If she gets upset, then leave it (assuming it's a phonemically decipherable attempt).

But I did differently with one of mine, for he didn't mind correction, liked to get it exactly right, and was general of a mindset that 'if it doesn't matter if it's right it doesn't matter at all'. You have to tailor your approach to the individual child. Anything that causes upset will be counterproductive.

stealthsquiggle Thu 18-Oct-12 23:36:08

It's not the end of the world, BTW - aforementioned DS is 9 and a very fluent reader, and his spelling is not bad when he concentrates, so no lasting damage done IMO.

sparkle12mar08 Fri 19-Oct-12 09:12:53

I will always correct in an appropriate manner if asked, proper spelling and grammar is fundamentally important. Ds1(6) is a keen writer and often asks me to read his work (notes, cards, stories, etc) so I'll say something like "ooh have you been doing <this sound> at school today" or "can you think of other ways the sound is sometimes written" or "this sound is usually written this way, so you'll know for next time" etc.

Seeline Fri 19-Oct-12 09:38:15

My DD asks if a word is correct - I can't lie if it's wrong so I go down the 'what other way do you think you could have made this sound?' route. Obviously only works for some things eg 'or'/ 'aur', 'ie'/'y'. She doesn't seem to mind corrections if she has done it herself. I don't just correct automatically though.

FolkGhoul Fri 19-Oct-12 15:17:13

Don't correct spellings yet if it upsets her.

It's more important that she is willing to write at the moment and as long as what she is writing is phonetically plausible (i.e. you can sound it out/read it without her having to tell you what it says) then don't worry.

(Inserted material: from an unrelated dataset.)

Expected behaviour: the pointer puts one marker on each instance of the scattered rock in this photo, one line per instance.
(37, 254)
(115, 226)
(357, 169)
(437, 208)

What you could do if she talks to you about a story she is writing first is discuss some words that might arise often and then create a word bank. So if she wants to write a story about a farm, you could discuss what animals she might find on a farm. And then write those down for her to copy the correct spellings.

I would encourage her to spell words such as and, is, at correctly, words that she has learned and can be easily sounded out.

But in terms of correcting her spelling retrospectively, no I wouldn't at this age. Unless she has specifically asked you about a word.

GobHoblin Fri 19-Oct-12 20:08:05

Thankyou all, its been really helpful and some great suggestions

expansivegirth Fri 19-Oct-12 20:18:34

Mine (Y1) has melt downs too if I dare correct. Now I don't correct while she's doing it, but afterwards, if she asks me if it's right (a 'does my bum look big in this' question...) 'I might say... that's a really good guess, and it sounds right, but did you know that it's written this way by grown ups....' and then I write down the word and leave it at that. She has learned how to spell 'went' (wen), school (scol) and birthday (birstay) this week by doing that.
But if I don't leave a gap between her writing and my comments then it's a hellish melt down.
More of my energy goes on encouraging her to use lower case letters. They don't seem to have been taught those in reception. Nor phonics, as far as I can see!